0

Lytton Indians strike back at Loni Hancock

(A hearty hat-tip to Oakland environmental and land-use attorney Stuart Flashman, who noticed this and posted a comment about it elsewhere on this blog.)

hancock.jpgDemocratic voters in the 9th State Senate District recently received a mailer — see it here, pages 1, 2, 3 and 4 — accusing Assemblywoman Loni Hancock — who’s opposed by former Assemblywoman Wilma Chan in the June 3 state Senate primary — of having lowered educational standards, supposedly making it harder for children to reach their chosen career. The mailer was paid for not by Chan’s campaign but rather by Education Leaders for High Standards, an independent expenditure committee.

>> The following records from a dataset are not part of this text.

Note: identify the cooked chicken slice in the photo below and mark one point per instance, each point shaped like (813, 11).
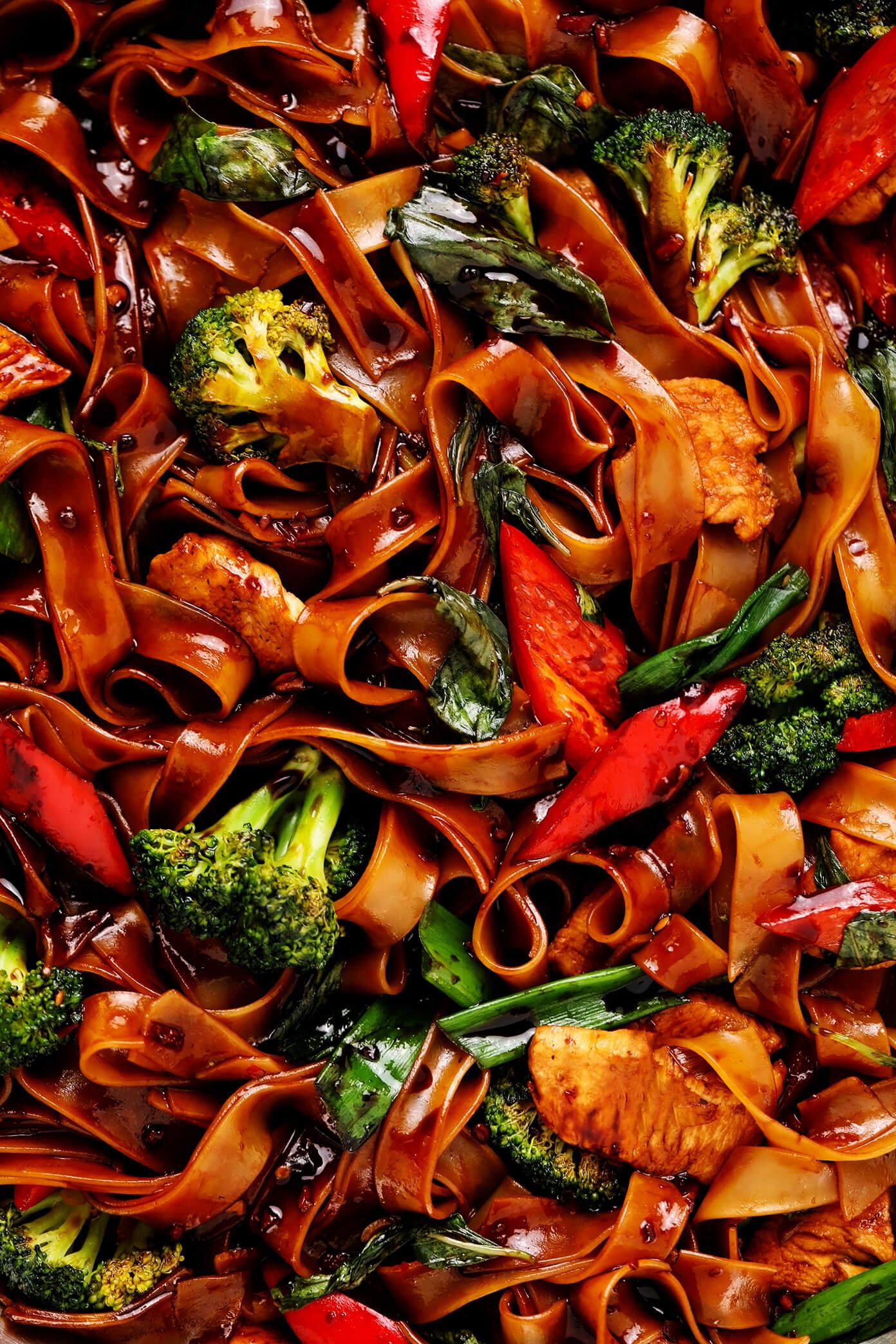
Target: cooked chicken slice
(727, 440)
(709, 1013)
(223, 579)
(870, 201)
(810, 1251)
(625, 1094)
(864, 858)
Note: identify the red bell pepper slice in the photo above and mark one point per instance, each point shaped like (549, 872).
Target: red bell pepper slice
(821, 920)
(871, 252)
(413, 35)
(26, 1197)
(642, 764)
(856, 133)
(62, 808)
(568, 666)
(337, 1319)
(42, 226)
(870, 733)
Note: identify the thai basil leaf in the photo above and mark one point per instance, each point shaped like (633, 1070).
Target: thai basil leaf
(868, 940)
(668, 673)
(493, 272)
(872, 362)
(465, 436)
(500, 494)
(250, 165)
(452, 1245)
(848, 1314)
(472, 693)
(551, 112)
(362, 1079)
(500, 1031)
(448, 964)
(829, 870)
(493, 64)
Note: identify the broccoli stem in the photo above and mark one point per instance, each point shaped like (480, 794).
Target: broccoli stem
(308, 828)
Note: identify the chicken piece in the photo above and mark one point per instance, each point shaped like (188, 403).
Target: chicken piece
(870, 202)
(810, 1251)
(223, 579)
(727, 440)
(625, 1094)
(709, 1013)
(864, 859)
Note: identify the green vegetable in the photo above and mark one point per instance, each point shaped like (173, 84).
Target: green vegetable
(846, 1314)
(64, 1256)
(539, 1157)
(495, 64)
(671, 163)
(799, 694)
(362, 1079)
(264, 878)
(758, 234)
(250, 373)
(872, 362)
(551, 113)
(664, 675)
(829, 870)
(249, 165)
(448, 964)
(493, 272)
(500, 494)
(500, 1031)
(448, 1244)
(37, 1002)
(493, 174)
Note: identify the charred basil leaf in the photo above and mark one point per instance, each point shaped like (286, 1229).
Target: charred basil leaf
(551, 112)
(872, 362)
(250, 165)
(500, 494)
(490, 270)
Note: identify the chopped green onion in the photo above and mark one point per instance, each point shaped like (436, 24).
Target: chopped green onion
(448, 964)
(667, 674)
(500, 1031)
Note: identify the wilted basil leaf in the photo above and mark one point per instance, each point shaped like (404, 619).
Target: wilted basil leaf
(490, 270)
(551, 112)
(493, 64)
(872, 362)
(250, 165)
(500, 494)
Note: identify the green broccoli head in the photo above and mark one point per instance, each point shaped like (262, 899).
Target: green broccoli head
(54, 1256)
(264, 879)
(536, 1156)
(253, 378)
(671, 164)
(37, 1002)
(493, 173)
(758, 234)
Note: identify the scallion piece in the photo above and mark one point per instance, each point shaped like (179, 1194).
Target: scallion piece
(696, 660)
(500, 1031)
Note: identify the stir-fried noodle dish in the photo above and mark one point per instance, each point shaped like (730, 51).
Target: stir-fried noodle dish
(448, 671)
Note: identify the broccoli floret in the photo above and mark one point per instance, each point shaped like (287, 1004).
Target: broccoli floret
(799, 691)
(53, 1256)
(671, 163)
(254, 380)
(758, 234)
(537, 1157)
(37, 1002)
(265, 877)
(794, 667)
(793, 752)
(495, 174)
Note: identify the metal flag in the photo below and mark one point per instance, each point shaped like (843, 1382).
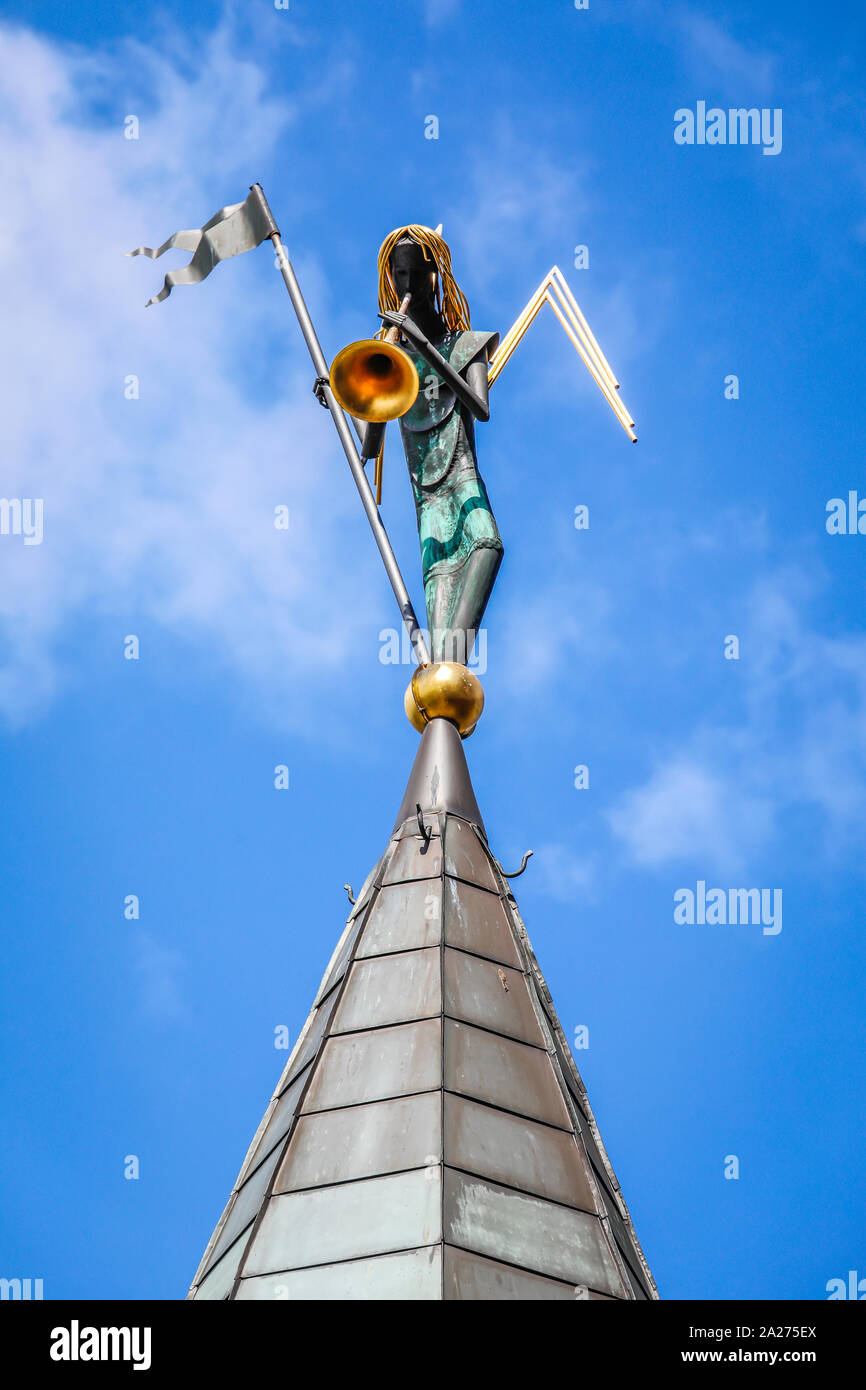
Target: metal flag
(234, 230)
(241, 228)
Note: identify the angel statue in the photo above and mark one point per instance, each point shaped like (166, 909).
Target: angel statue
(445, 370)
(460, 545)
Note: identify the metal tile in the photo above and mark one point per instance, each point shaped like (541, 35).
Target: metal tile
(464, 855)
(476, 920)
(218, 1282)
(569, 1076)
(473, 1278)
(309, 1047)
(503, 1073)
(406, 1278)
(346, 1222)
(492, 995)
(412, 861)
(509, 1148)
(410, 827)
(363, 1141)
(389, 990)
(246, 1204)
(338, 965)
(280, 1122)
(373, 1066)
(528, 1232)
(405, 916)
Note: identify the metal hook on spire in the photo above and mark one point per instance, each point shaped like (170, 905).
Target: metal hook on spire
(517, 872)
(426, 831)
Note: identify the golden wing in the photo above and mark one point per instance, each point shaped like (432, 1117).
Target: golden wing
(555, 292)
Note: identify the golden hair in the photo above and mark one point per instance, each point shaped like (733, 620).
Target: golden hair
(449, 299)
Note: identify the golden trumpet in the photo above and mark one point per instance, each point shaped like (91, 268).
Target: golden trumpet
(374, 380)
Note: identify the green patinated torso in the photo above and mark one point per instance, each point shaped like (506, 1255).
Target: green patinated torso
(452, 506)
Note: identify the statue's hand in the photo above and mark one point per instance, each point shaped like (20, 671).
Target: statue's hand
(405, 324)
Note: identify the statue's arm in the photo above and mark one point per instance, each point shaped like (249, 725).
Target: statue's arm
(471, 389)
(370, 437)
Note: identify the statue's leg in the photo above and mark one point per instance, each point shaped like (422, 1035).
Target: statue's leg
(458, 603)
(478, 578)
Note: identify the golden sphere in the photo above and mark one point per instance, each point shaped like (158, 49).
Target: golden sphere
(444, 690)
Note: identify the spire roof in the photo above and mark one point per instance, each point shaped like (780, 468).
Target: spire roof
(430, 1136)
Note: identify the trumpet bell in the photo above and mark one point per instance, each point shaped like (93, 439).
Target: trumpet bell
(374, 380)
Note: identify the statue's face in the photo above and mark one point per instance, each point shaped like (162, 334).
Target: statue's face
(412, 273)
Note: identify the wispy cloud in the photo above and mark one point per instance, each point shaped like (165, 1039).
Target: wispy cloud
(159, 968)
(713, 52)
(160, 506)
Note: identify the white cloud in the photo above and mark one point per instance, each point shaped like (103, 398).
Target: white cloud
(687, 812)
(563, 875)
(157, 510)
(712, 49)
(159, 968)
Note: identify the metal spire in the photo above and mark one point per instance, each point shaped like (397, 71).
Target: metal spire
(430, 1137)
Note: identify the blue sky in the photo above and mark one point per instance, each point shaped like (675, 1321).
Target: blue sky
(605, 647)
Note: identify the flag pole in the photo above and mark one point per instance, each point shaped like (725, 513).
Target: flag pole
(362, 481)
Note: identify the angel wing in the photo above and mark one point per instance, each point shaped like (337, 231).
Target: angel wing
(555, 292)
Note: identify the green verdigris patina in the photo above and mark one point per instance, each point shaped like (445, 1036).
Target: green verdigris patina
(460, 544)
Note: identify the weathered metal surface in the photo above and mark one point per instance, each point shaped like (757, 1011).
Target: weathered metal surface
(346, 1222)
(439, 779)
(476, 920)
(363, 1141)
(392, 988)
(474, 1278)
(527, 1232)
(338, 966)
(376, 1066)
(502, 1072)
(413, 858)
(245, 1207)
(405, 916)
(278, 1123)
(410, 1276)
(433, 1077)
(520, 1153)
(313, 1036)
(495, 997)
(466, 858)
(218, 1282)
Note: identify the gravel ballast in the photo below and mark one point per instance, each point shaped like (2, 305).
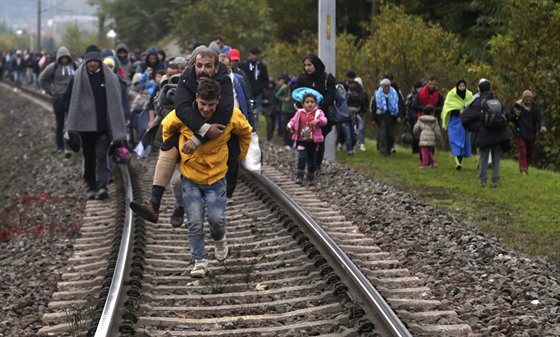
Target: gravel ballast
(496, 290)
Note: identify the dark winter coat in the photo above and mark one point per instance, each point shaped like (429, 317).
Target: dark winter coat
(472, 120)
(324, 83)
(528, 122)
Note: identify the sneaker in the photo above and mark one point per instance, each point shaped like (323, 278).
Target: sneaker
(101, 194)
(178, 216)
(147, 211)
(90, 194)
(221, 249)
(200, 268)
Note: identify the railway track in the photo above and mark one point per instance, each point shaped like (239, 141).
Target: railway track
(284, 276)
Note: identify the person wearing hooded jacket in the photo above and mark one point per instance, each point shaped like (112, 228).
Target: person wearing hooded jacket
(153, 62)
(489, 140)
(316, 77)
(204, 63)
(459, 139)
(96, 103)
(53, 80)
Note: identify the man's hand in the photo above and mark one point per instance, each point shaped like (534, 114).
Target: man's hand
(189, 147)
(215, 130)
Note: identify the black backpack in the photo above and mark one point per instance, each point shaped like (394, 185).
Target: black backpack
(493, 114)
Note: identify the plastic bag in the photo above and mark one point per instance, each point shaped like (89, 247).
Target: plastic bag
(142, 151)
(253, 161)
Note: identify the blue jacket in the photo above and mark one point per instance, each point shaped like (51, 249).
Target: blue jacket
(244, 97)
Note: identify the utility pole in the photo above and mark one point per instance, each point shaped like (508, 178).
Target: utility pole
(327, 54)
(39, 25)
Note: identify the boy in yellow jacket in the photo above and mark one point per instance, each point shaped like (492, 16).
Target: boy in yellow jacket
(203, 174)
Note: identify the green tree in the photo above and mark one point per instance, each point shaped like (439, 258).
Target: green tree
(412, 49)
(526, 57)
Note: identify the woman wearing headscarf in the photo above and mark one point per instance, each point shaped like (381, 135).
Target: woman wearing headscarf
(459, 138)
(315, 77)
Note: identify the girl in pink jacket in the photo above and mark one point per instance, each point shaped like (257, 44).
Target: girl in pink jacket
(305, 128)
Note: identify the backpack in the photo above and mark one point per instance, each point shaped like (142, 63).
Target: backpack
(341, 111)
(494, 116)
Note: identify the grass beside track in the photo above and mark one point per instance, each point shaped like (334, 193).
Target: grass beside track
(523, 212)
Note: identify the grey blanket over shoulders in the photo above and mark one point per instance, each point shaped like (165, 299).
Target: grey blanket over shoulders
(81, 113)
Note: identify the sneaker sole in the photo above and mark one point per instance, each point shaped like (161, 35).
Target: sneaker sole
(102, 196)
(220, 258)
(141, 211)
(176, 222)
(197, 274)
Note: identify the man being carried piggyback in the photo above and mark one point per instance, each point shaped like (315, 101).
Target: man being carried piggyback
(203, 174)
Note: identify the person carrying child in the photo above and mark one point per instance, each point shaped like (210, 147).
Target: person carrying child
(305, 128)
(204, 173)
(428, 132)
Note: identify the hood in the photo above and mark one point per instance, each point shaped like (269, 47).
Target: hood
(61, 52)
(152, 51)
(319, 65)
(122, 46)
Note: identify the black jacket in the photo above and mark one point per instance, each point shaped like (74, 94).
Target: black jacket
(528, 122)
(472, 120)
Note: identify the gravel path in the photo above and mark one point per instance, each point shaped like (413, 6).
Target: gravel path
(41, 201)
(496, 290)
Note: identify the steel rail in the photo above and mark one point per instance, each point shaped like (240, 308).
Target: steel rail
(374, 304)
(107, 319)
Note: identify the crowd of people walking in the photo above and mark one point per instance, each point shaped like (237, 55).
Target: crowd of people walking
(193, 107)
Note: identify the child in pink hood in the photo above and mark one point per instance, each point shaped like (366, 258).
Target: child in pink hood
(305, 128)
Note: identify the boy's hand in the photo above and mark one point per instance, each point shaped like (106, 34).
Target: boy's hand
(215, 130)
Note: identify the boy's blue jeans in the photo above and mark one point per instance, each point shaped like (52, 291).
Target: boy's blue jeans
(194, 197)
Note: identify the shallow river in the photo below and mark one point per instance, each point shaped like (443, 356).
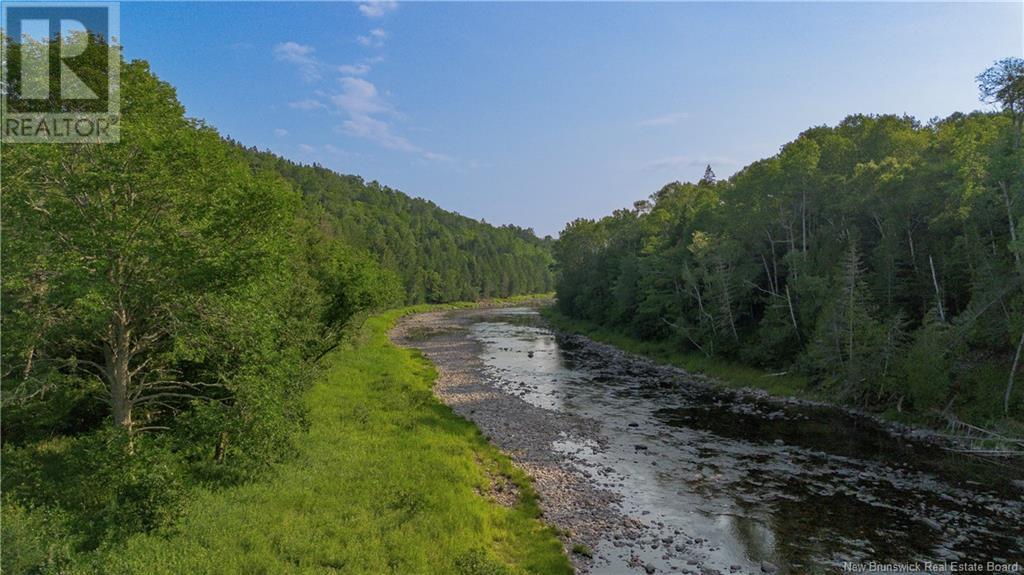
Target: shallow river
(754, 484)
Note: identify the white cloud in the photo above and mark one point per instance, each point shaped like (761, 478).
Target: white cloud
(675, 162)
(359, 97)
(307, 103)
(667, 120)
(375, 39)
(367, 112)
(302, 56)
(354, 69)
(377, 8)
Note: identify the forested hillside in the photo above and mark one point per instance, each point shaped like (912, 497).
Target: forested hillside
(440, 256)
(881, 257)
(167, 300)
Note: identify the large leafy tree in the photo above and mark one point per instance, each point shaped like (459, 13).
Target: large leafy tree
(127, 262)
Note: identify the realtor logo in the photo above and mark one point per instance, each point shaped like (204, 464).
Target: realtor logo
(60, 73)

Check the Secretary of State’s office and you find Education Leaders for High Standards was created May 14 and has no visible support from anyone in the education community, be it teachers, administrators, parents or what have you. Rather, the committee’s entire $49,000 bankroll — of which it spent $47,900 on this mailer — came from one source: the California Tribal Business Alliance independent expenditure PAC.

That PAC, in turn, has received $75,000 each from the Paskenta Band of Nomlaki Indians (Tehama County’s Rolling Hills Casino); the United Auburn Indian Community (the Thunder Valley Casino in Lincoln); the Pala Band of Mission Indians (San Diego County’s Pala Casino); the Pauma Band of Mission Indians (San Diego County’s Casino Pauma); and the Viejas Tribal Government (San Diego County’s Viejas Casino).

AND… wait for it… $164,000 from the Lytton Rancheria of California in San Pablo.

The Lytton Band of Pomo Indians, you’ll recall, operates the San Pablo Lytton Casino (formerly known as the Casino San Pablo card room), which sits both in Hancock’s current Assembly district as well as the state Senate district she aspires to represent. Hancock has been an outspoken opponent of the Lytton Band’s plan to vastly expand and outfit the casino with house-banked, Nevada-style slot machines; public criticism and opposition from state and federal lawmakers eventually convinced the tribe to abandon the plan.

But it seems Hancock and the Lytton Band still haven’t kissed and made up. Expect some unkind words in return when Hancock, backed by local elected officials and anti-casino community activists, holds a news conference about this at noon tomorrow at Oakland City Hall.